Шрифт:
Интервал:
Закладка:
— Нет, — сказал Гуттормур Гуттормссон, — у них не было никаких улик против меня, кроме одной катушки, но слуги купца проследили, как я поднимался на борт голландской шхуны. В моей округе все бывают на иноземных кораблях. Кто никогда не видел голландского золотого дуката, не знает, что такое жизнь.
Человек говорил взволнованно, у него перехватывало дыхание, как только он упоминал о голландских дукатах.
— Они вот такие большие, — сказал он и, схватив Йоуна Хреггвидссона за плечо, начертил в темноте круг у него на лбу.
— Мне никогда бы и в голову не пришло предать моего любимого короля за эти иудины деньги, — заявил Йоун Хреггвидссон.
— Голландцы — народ денежный, — продолжал Гуттормссон. — Когда я, проснувшись ночью, не могу больше уснуть, я думаю об этих благословенных монетах, и на душе у меня становится так хорошо. Какие они большие! Какие тяжелые! Какие блестящие!
— Много их у тебя? — спросил Йоун Хреггвидссон.
— Много ли их у меня или мало, тебя это не касается, дружище, я-то знаю, что такое жизнь. Я прожил много счастливых дней. Вам тут, в Судурнесе, и не видать ни одного счастливого дня.
— Ложь, — ответил Йоун Хреггвидссон. — Мы любим и чтим нашего короля.
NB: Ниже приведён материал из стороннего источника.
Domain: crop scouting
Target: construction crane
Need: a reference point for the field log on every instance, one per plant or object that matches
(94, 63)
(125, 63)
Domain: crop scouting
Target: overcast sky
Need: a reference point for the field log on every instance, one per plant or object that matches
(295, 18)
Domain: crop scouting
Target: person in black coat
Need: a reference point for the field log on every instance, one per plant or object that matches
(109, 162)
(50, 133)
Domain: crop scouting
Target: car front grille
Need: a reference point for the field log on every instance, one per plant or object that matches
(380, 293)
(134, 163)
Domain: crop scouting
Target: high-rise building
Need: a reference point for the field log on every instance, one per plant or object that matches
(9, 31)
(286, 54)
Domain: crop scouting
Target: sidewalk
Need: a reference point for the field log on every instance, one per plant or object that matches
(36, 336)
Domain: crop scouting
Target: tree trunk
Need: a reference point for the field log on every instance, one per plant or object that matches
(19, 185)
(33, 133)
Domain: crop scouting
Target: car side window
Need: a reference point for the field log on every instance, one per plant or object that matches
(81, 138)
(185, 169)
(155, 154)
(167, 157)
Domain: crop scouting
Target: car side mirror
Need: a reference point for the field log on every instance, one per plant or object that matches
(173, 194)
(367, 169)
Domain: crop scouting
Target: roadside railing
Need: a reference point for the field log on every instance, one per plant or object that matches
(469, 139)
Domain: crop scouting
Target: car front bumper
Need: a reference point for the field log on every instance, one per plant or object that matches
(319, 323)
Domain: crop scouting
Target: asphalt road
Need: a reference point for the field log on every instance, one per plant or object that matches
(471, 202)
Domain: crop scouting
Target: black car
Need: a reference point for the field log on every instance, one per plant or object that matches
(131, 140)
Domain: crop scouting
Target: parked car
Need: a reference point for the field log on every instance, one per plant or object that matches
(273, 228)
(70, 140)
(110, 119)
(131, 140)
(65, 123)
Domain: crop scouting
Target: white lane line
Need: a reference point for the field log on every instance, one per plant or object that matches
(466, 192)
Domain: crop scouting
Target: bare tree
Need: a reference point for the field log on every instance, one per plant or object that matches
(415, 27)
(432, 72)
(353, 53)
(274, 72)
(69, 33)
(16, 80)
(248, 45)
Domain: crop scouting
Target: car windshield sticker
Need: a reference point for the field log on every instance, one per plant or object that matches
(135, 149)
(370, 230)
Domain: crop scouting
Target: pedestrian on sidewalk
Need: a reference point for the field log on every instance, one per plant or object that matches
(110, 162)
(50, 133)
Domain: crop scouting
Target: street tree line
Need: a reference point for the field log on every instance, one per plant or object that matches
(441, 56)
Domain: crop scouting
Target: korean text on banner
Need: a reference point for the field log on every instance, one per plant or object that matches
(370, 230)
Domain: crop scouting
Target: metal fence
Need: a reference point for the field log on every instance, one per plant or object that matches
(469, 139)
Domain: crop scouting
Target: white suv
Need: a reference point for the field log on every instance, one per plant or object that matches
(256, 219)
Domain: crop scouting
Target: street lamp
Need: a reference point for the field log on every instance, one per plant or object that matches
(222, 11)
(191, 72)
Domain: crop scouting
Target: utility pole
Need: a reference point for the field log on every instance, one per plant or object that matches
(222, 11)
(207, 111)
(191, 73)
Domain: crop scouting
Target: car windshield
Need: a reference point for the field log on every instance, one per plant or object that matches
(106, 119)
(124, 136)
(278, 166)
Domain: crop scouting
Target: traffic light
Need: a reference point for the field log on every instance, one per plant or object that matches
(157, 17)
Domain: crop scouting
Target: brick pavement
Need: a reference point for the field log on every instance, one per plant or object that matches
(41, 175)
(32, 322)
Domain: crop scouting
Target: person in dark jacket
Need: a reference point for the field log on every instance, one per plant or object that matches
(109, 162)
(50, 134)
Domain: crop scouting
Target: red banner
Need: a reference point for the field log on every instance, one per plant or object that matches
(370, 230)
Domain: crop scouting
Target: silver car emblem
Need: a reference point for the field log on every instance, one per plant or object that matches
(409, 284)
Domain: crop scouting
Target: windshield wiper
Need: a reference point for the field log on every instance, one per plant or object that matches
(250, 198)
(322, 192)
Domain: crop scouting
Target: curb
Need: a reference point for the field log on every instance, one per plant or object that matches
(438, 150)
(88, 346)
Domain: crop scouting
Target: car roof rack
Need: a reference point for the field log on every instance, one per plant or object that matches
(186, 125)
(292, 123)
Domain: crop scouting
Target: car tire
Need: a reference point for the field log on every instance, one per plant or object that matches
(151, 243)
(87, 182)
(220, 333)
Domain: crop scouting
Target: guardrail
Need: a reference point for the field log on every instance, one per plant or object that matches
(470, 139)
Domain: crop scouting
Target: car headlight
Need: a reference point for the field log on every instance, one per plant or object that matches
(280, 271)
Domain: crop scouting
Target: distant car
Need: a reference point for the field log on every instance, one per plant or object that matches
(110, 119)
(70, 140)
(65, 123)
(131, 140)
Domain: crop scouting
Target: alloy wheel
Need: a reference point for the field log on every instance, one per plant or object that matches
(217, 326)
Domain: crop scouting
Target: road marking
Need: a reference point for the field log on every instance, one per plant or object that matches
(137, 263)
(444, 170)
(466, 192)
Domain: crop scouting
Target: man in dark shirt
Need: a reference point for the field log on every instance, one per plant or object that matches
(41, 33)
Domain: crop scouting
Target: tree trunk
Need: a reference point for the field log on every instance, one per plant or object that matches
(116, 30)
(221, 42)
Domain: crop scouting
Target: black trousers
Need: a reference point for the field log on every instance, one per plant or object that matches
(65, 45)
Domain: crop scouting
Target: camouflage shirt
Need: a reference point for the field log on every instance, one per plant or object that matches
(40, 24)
— Люди, живущие у Восточных фьордов, никогда не были рабами, — возразил Гуттормур Гуттормссон.
Когда они сошлись поближе, Гуттормссон понемногу сознался, что, хотя он совершил только одно преступление — купил катушку ниток у голландских матросов (ведь преступлением считается лишь то, в чем тебя уличили), он в течение многих лет торговал с голландцами и делал большие дела. Зимой его жена вязала для них шерстяные вещи, а летом он продавал им масло, сыр, телят, молочных ягнят и детей. Получал же он за все это отличную муку, ковкое железо, крючки и снасти для рыбной ловли, табак, шейные платки, красное вино, хлебную водку, а за детей — золотые, дукаты.
— За детей? — удивился Йоун Хреггвидссон.
— Да, один дукат за девочку и два — за мальчика, — объяснил Гуттормур Гуттормссон.
Вот уже почти сто лет, как жители восточного побережья продают детей иноземным морякам, поэтому детей здесь убивают гораздо реже, чем в какой-либо другой части Исландии. Гуттормур Гуттормссон продал голландцам двоих детей — семилетнего мальчика и белокурую пятилетнюю девочку.
— Значит, у тебя всего-навсего три дуката, — заключил Йоун Хреггвидссон.
— А сколько их у тебя? — спросил Гуттормур Гуттормссон.
— Два, — ответил Йоун Хреггвидссон. — У меня на хуторе Рейн в Акранесе два дуката, два живых дуката, они так и глядят на меня.
— За что ты их получил?
— Ежели ты думаешь, что я получил их за наживку, то ты ошибаешься, дружище, — ответил Йоун Хреггвидссон.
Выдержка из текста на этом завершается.